MONASTERIO
DE CARDABA SACRAMENIA UNA HISTORIA DE NOVELA
El día de san Bernardo los que, como yo,
siguen la regla del doctor melifluo y abrazaron las constituciones de su
monacato dentro del siglo se sienten un poco tristes. Es tristeza fin de
siècle, llanto por nuestros pasos perdidos, tristeza de finales del verano,
nostalgia celestial por el canto de aquellos monjes blancos con la cogulla
negra resonando lejanos a través de los
valles de Europa. Son las voces anónimas de quienes siguieron la senda apartada
del cantor de María, melifluas armonías 20 de agosto.
Menguan los días, marchan las golondrinas
pero los zarzales se encuentran llenos de fruto y la luz declinante baña de
todos los colores el rosetón de la antigua iglesia del monasterio de Cardaba en
Sacramenia cuyo claustro fue vendido a los norteamericanos y hoy puede
visitarse en Nueva York. Subí varias ocasiones a su emplazamiento en el alto
Manhattan cuando era corresponsal o bien acompañando a familiares y parientes
venidos de España o llevado por la nostalgia de aquellos sillares de buena
labra que contenían todo el carbono 14 y el polvo de aquellos andurriales que
tantas veces recorrí de niño.

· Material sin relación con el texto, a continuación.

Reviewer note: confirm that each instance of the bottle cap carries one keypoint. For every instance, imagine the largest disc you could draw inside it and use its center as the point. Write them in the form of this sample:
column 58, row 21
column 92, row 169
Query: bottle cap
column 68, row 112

Eché de menos el silencio monacal y esa vida
anónima de los profesos que muertos al mundo sus pompas y vanidades pasaron por
esta vida sin dejar rastro salvo alguna que otra firma al dorso de alguna letra
capitular miniada un nombre o una fecha consignados al desgaire sobre algún que
otro libro del armorium o biblioteca capitular.
El monasterio debió de ser muy grande, dadas
las dimensiones de la bodega y del granero. En todas las actas la firma del
padre cillero o ecónomo, figura al lado de la del abad. Algo más de un centenar
de monjes entre profesos y donados que hacían vida de comunidad total sin
derecho a la privacidad ni a una celda conventual según la estricta regla de
Claraval. Pasaban la noche en dormitorios corridos, su descanso nocturno siendo
interrumpido por el rezo de maitines, prima tercia y nona. Rezaban en una única
iglesia y comían en un refectorio comunal, iban a trabajar al campo en
cuadrillas y estudiaban en el scriptorium
una gran sala al lado de la huerta, volcando su sabiduría sobre los códices
haciendo correr el cálamo con buen pulso e infinita paciencia benedictina sobre
el pergamino.
Escribían con tinta negra y roja. Quehacer
impersonal, sin vanagloria o fidelidad a un canon y un horario fijo, todos los
días igual. Hacían guerra a las pasiones, dominaban sus apetitos mortificaban
sus carnes con ayunos y morían de muy viejos casi siempre delante de un retrato
de la Virgen María que les abría las puertas del
cielo.
Ello forma parte del misterioso legado
cisterciense que siempre me sedujo. El que a Dios tiene nada le falta, aunque
viva pobre como una rata y en el más estricto anonimato monacal.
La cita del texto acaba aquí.